Outre la volonté de la société d’œuvrer pour une amélioration continue des conditions de travail, l’exposition aux facteurs de pénibilité implique, au regard du diagnostic de LEYTON et de la législation applicable au 1er janvier 2019, de négocier le présent accord. Les parties décident ainsi d’adopter des mesures et actions de prévention afin de réduire l'exposition aux facteurs de pénibilité.

A la lecture du rapport établi par LEYTON, on constate que les collaborateurs de la logistique et du transport sont concernés par les facteurs de pénibilité légaux, au nombre de cinq. Des mesures visant à améliorer les conditions de travail du personnel des magasins, des itinérants ainsi que du personnel administratif seront envisagées dans le cadre de l’accord d’entreprise concernant l’égalité femmes/hommes et la qualité de vie au travail.

CHAPITRE 3 : MESURES ET ACTIONS DE PREVENTION

La prévention des risques professionnels est l’objet d’une démarche constante au sein de la société CODIFRANCE, qui s’emploie à prendre les mesures nécessaires à la protection de la santé, de la sécurité des salariés et des conditions de travail.

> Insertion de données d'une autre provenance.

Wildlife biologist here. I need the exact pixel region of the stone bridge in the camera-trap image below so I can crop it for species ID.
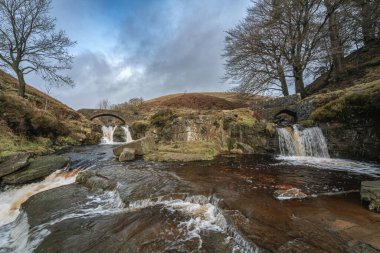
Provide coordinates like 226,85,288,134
251,94,302,122
78,109,132,125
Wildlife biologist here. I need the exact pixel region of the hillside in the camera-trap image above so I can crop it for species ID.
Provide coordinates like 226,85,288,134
306,43,380,95
0,70,98,156
143,92,261,110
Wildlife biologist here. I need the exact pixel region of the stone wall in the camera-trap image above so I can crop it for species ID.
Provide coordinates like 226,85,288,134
251,94,301,121
320,121,380,161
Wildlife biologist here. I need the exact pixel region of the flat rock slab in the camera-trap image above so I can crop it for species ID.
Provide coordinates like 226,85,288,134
360,180,380,201
3,155,70,184
113,136,156,157
273,188,307,200
119,148,136,162
0,153,30,177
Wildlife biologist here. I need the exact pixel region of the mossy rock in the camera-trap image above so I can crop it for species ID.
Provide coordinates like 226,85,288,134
3,155,70,184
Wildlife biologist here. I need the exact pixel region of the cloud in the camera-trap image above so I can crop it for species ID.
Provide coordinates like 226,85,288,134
23,0,250,108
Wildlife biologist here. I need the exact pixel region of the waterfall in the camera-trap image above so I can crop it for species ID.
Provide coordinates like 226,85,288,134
277,125,330,157
122,126,133,142
101,126,133,144
101,126,117,144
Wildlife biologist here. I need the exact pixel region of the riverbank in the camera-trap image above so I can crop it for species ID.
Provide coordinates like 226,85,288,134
0,145,380,252
0,70,101,157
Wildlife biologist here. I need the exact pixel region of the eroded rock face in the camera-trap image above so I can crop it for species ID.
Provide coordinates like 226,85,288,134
0,153,30,177
273,188,307,200
3,155,70,184
360,180,380,212
76,171,116,193
119,148,136,162
113,136,156,157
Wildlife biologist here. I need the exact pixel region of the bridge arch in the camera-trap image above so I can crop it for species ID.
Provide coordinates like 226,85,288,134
273,109,298,123
90,112,127,125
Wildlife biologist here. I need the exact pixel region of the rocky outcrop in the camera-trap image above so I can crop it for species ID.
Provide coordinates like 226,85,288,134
0,153,30,177
76,171,116,193
3,155,70,184
119,148,136,162
319,121,380,161
360,180,380,213
273,188,307,200
113,136,156,157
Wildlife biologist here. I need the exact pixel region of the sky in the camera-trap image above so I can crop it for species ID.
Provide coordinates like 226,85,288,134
26,0,251,109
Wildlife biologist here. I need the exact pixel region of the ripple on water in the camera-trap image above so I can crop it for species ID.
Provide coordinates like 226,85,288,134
277,156,380,177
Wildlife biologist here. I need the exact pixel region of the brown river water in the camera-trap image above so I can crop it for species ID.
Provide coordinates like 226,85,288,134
0,145,380,252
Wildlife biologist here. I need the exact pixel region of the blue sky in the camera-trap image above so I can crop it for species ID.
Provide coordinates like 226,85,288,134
26,0,250,109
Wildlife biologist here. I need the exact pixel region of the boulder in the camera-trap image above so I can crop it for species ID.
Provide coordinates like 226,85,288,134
274,188,307,200
0,153,30,177
76,171,116,193
360,180,380,212
236,142,254,154
3,155,70,184
113,136,156,157
119,148,136,162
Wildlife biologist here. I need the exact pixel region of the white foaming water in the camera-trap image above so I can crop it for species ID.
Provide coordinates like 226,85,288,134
277,125,330,157
127,195,259,253
100,126,133,145
101,126,117,144
0,191,124,253
277,156,380,177
121,126,133,143
0,171,77,227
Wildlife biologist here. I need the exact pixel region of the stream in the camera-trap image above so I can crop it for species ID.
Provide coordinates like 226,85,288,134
0,145,380,253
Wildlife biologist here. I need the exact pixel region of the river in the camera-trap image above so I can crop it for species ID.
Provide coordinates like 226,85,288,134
0,145,380,253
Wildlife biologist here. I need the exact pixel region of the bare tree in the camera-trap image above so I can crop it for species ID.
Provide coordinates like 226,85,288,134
0,0,75,97
223,3,289,96
324,0,344,81
97,99,111,109
343,0,380,46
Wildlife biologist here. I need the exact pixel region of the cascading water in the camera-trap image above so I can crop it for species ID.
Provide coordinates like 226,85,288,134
122,126,133,142
101,126,117,144
277,125,330,158
101,126,133,144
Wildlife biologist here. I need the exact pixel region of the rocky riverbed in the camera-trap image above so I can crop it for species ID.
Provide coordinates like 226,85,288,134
0,146,380,252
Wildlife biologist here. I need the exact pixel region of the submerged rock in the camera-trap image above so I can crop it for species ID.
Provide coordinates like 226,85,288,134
3,155,70,184
236,142,254,154
76,171,116,192
360,180,380,212
119,148,136,162
113,136,156,157
0,153,30,177
274,188,307,200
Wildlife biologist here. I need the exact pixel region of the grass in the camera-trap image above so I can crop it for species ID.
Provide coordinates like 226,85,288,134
310,80,380,122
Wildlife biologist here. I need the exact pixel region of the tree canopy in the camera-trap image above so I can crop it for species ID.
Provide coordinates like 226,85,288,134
0,0,75,96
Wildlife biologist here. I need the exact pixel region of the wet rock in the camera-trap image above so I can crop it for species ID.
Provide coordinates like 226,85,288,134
76,171,116,193
360,180,380,212
119,148,136,162
113,136,156,157
144,152,214,162
274,188,307,200
236,142,254,154
3,155,70,184
21,184,94,228
0,153,30,177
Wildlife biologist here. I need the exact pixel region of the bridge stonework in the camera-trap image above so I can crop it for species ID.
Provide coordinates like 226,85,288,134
251,94,301,120
78,109,131,124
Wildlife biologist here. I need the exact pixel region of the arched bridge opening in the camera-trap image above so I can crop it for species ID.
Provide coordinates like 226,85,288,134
273,109,298,125
90,113,127,125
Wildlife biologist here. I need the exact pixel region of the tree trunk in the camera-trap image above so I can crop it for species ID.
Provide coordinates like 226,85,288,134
361,0,376,46
277,66,289,97
324,0,344,81
17,71,25,97
293,67,305,97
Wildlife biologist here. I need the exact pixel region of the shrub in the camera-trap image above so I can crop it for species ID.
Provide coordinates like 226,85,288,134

Celles-ci passent par l’information et la formation des salariés, par l’analyse des situations de travail et la mise en place de moyens adaptés, ainsi que par des actions de prévention des risques et de la pénibilité au travail et des risques professionnels et plus généralement de l’amélioration des conditions de travail, comme par exemple :

  • La mise en place de repose main anti TMS et de relèves pieds pour les postes administratifs ;

  • La mise en place d’une filmeuse dans le secteur sec à l’entrepôt ;

  • La mise en place de siège ergonomiques pour les chariots ;

  • L’installation d’une porte souple à l’entrepôt pour la partie surgelé ;

  • La mise en place de tire-colis ;

  • L’achat d’une auto-laveuse.

Soucieuses d’améliorer la santé au travail des salariés, les parties signataires souhaitent poursuivre leurs actions en la matière.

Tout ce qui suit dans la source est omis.